CHAPTER IX
Henceforward the task of the bibliographer is lighter; for, though Cervantes, Lope, and later writers are the subjects of an enormous mass of literature, and are reprinted in editions out of number, it will only be necessary to name the most important. The twelve quartos which form the Obras Completas (1863-64) of Cervantes are open to much damaging criticism; but they contain all his writings, except the conjectural pieces gathered together by D. Adolfo de Castro in his Varias obras inéditas de Cervantes (1874). For a most exhaustive bibliography of Cervantes' writings (Barcelona, 1895) we are indebted to the late D. Leopoldo Rius y Llosellas: a posthumous volume is to follow, but even in its present incomplete state Rius' book is worth more than all previous attempts put together. Editions of Don Quixote abound, and of these Diego Clemencín's (1833-39) deserves special mention for its very learned commentary. A new edition, in course of issue by Mr. David Nutt (1898), presents a text freed from arbitrary emendations which have crept in without authority. Fernández de Navarrete's biography (1819) is still unequalled. Shelton's early English version (1612-20) has been reprinted by Mr. Henley in his series of Tudor Translations (1896). Of later renderings John Ormsby's (1885) is much the best, and is prefaced by a very judicious account of Cervantes and his work. Duffield (1881) and Mr. H. E. Watts (1894) have translated Don Quixote in a spirit of enthusiasm. The Numancia (1885) and Viaje del Parnaso (1883) were both admirably rendered by the late James Young Gibson. Sr. Menéndez y Pelayo's paper on Avellaneda appeared in Los Lunes de El Imparcial (February 15, 1897).
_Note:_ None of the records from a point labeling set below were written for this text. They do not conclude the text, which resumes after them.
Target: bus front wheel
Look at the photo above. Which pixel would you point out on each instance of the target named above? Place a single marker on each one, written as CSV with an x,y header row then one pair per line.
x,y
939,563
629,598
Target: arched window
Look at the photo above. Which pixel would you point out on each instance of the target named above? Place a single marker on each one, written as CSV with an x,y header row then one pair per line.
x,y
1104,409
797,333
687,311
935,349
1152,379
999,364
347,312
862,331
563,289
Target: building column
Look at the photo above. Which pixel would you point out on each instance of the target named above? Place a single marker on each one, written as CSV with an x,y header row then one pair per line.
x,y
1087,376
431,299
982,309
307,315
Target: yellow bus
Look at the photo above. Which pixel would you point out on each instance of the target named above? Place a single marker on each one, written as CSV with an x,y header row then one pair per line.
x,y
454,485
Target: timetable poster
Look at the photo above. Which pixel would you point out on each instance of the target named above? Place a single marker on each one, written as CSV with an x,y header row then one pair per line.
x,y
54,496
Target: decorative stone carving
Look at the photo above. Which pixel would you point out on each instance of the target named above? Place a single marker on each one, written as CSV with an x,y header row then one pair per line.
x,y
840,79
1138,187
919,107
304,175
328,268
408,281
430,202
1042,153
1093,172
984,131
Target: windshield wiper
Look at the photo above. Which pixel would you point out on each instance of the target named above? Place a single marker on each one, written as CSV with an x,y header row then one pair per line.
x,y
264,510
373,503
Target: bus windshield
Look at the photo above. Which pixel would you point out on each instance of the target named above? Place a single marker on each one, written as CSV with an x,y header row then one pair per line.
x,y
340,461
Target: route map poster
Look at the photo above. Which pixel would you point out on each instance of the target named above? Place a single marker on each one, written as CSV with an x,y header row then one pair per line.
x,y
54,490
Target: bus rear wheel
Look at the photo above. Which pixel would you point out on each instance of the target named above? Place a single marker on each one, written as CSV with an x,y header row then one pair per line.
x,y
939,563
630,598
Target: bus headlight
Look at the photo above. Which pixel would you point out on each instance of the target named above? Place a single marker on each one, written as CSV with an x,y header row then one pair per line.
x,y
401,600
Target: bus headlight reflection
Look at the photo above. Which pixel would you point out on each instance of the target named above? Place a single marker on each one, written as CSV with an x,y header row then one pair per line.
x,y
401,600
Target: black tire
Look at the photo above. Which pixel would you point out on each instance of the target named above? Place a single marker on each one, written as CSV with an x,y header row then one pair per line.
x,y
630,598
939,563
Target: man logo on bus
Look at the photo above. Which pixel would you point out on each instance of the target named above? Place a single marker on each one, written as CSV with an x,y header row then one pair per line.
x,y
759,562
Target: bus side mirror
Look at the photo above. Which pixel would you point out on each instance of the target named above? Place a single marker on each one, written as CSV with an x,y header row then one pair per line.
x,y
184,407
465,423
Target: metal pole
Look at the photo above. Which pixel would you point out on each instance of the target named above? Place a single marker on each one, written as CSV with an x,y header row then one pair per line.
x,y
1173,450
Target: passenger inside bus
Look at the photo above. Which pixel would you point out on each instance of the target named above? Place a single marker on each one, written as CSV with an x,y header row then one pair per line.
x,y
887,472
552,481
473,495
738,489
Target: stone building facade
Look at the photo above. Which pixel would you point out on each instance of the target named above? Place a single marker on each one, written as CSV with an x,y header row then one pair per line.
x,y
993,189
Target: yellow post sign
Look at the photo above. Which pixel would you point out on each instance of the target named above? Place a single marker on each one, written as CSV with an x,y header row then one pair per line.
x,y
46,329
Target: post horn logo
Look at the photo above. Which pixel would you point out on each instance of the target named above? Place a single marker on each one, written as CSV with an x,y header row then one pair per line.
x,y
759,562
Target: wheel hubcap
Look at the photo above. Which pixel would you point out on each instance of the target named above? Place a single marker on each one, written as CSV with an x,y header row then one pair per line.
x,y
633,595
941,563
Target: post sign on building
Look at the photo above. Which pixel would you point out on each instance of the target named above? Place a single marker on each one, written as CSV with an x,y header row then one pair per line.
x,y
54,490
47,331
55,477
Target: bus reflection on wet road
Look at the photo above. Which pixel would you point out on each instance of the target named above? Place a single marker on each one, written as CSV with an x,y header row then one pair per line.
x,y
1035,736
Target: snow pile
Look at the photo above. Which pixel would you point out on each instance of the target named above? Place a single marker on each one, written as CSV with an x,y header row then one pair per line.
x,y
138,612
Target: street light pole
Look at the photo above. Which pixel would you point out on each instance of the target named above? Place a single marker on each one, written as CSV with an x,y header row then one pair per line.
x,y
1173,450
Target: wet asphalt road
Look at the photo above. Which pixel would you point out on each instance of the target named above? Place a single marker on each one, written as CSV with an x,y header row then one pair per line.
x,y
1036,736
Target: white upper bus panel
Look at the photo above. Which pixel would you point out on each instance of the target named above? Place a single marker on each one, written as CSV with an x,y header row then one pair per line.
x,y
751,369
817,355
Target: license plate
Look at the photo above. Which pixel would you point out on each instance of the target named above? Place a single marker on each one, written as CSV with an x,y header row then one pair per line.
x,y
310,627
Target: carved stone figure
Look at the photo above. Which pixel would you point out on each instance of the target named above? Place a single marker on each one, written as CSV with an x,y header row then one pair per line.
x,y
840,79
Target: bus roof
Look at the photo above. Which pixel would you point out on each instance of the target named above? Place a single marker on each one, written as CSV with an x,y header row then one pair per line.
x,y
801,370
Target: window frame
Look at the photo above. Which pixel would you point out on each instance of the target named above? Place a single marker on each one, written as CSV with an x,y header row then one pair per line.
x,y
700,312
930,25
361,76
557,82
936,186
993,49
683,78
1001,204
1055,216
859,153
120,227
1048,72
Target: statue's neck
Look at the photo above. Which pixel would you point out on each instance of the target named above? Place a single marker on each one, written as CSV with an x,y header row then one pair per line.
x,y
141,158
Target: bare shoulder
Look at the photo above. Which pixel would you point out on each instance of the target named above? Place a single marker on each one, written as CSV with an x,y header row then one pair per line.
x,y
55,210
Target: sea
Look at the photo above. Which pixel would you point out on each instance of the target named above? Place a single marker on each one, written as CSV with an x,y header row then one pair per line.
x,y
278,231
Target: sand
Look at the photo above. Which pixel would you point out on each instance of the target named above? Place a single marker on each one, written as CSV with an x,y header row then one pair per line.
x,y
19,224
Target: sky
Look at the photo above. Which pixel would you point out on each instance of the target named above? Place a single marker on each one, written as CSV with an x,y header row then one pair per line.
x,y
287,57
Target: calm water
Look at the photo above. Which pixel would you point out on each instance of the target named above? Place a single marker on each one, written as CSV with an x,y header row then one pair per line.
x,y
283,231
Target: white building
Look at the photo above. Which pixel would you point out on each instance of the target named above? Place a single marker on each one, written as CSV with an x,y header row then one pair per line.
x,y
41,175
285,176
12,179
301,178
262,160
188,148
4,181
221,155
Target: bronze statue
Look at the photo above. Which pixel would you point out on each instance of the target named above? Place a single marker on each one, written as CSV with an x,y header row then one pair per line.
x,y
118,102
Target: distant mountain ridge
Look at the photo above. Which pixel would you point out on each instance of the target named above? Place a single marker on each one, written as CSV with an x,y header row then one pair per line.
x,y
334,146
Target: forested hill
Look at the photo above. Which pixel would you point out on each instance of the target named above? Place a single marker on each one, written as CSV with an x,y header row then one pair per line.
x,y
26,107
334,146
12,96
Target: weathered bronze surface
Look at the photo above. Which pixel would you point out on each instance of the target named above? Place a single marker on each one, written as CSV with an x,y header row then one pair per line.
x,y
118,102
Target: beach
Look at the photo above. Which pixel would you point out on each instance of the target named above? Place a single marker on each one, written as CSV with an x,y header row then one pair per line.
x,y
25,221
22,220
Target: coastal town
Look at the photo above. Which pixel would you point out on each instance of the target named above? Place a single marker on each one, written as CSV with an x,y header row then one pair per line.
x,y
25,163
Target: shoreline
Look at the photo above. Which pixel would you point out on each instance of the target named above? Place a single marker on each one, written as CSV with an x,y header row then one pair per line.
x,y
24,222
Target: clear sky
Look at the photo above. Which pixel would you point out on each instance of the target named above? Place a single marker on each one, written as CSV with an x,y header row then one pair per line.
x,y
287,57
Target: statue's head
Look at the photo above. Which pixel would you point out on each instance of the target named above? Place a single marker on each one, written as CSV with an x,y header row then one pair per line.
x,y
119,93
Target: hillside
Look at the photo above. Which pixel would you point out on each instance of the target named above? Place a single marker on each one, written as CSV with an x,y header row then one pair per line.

The Obras of Lope, now printing under the editorship of D. Marcelino Menéndez y Pelayo, will be definitive; but as yet only eight quartos (including Barrera's Nueva Biografía) are available. Lope's Obras sueltas (1776-79) fill twenty-one volumes; but the best reference for readers is to Rivadeneyra, vols. xxiv., xxxv., xxxvii., xli., and xlii., where Lope is incompletely but sufficiently exhibited. M. Arturo Farinelli's Grillparzer und Lope de Vega (Berlin, 1894) is most excellent. Edmund Dorer's Die Lope-de-Vega Litteratur in Deutschland (1877) is a praiseworthy compilation. Ormsby's article in the Quarterly Review (October 1894) is, as might be expected from him, most exact and learned. I am especially indebted to it.
As to the picaresque novels, Guzmán is in Rivadeneyra, vol. iii.; the Pícara Justina in vol. xxxiii., and Marcos de Obregón in vol. xviii. A thoughtful and appreciative study on Mateo Alemán has been privately printed at Seville (1892) by D. Joaquín Hazañas y la Rua. Antonio Pérez and Ginés Pérez de Hita are to be read in Rivadeneyra, vols. xiii. and iii.: Mariana fills vols. xxx. and xxxi., but the two noble folios of 1780 are in every way preferable.